From 78d8ff4732022d87267330edfc2fdb4b5d75fd95 Mon Sep 17 00:00:00 2001
From: John Pearson <jmxpearson@gmail.com>
Date: Wed, 27 May 2026 19:17:02 -0400
Subject: [PATCH 05/15] Default Arneodo drive low-pass to 1 ms

The drive low-pass regularizer is now on by default at 1 ms for the Arneodo
parameterization: ArneodoOuroboros.drive_lowpass_ms defaults to 1.0, and
train_arneodo / train_model / train_arneodo_big default the knob to 1 ms.

A 1-5 ms sweep showed teacher-forced R2 is flat (~0.75) and the drives are slow
throughout; 1 ms gave the best autonomous (noise-sustained) spectral fidelity and
cold-start stability (all 1-5 ms checkpoints are cold-start bounded; none
self-sustain deterministically, but all noise-sustain at the right pitch). Set
drive_lowpass_ms=0.0 for the unregularized model (higher one-step R2, but fast
drives and an unstable cold start).

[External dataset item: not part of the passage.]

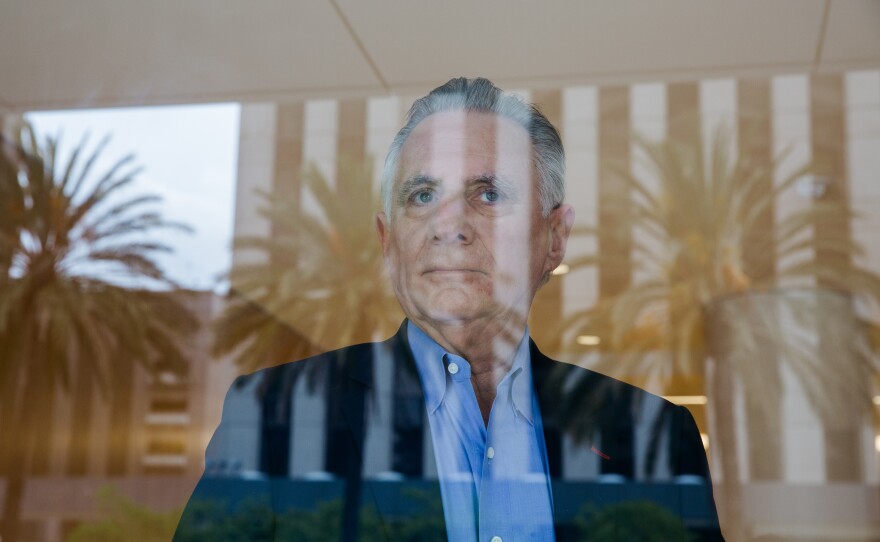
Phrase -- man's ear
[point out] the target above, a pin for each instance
(561, 221)
(382, 228)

The polynomial Ouroboros default is left at 0.0.

Co-Authored-By: Claude Opus 4.7 (1M context) <noreply@anthropic.com>
---
 examples/train_arneodo_big.py | 7 +++++--
 model/model.py                | 6 +++++-
 train/model_cv.py             | 5 +++++
 train/train_model.py          | 5 +++++
 4 files changed, 20 insertions(+), 3 deletions(-)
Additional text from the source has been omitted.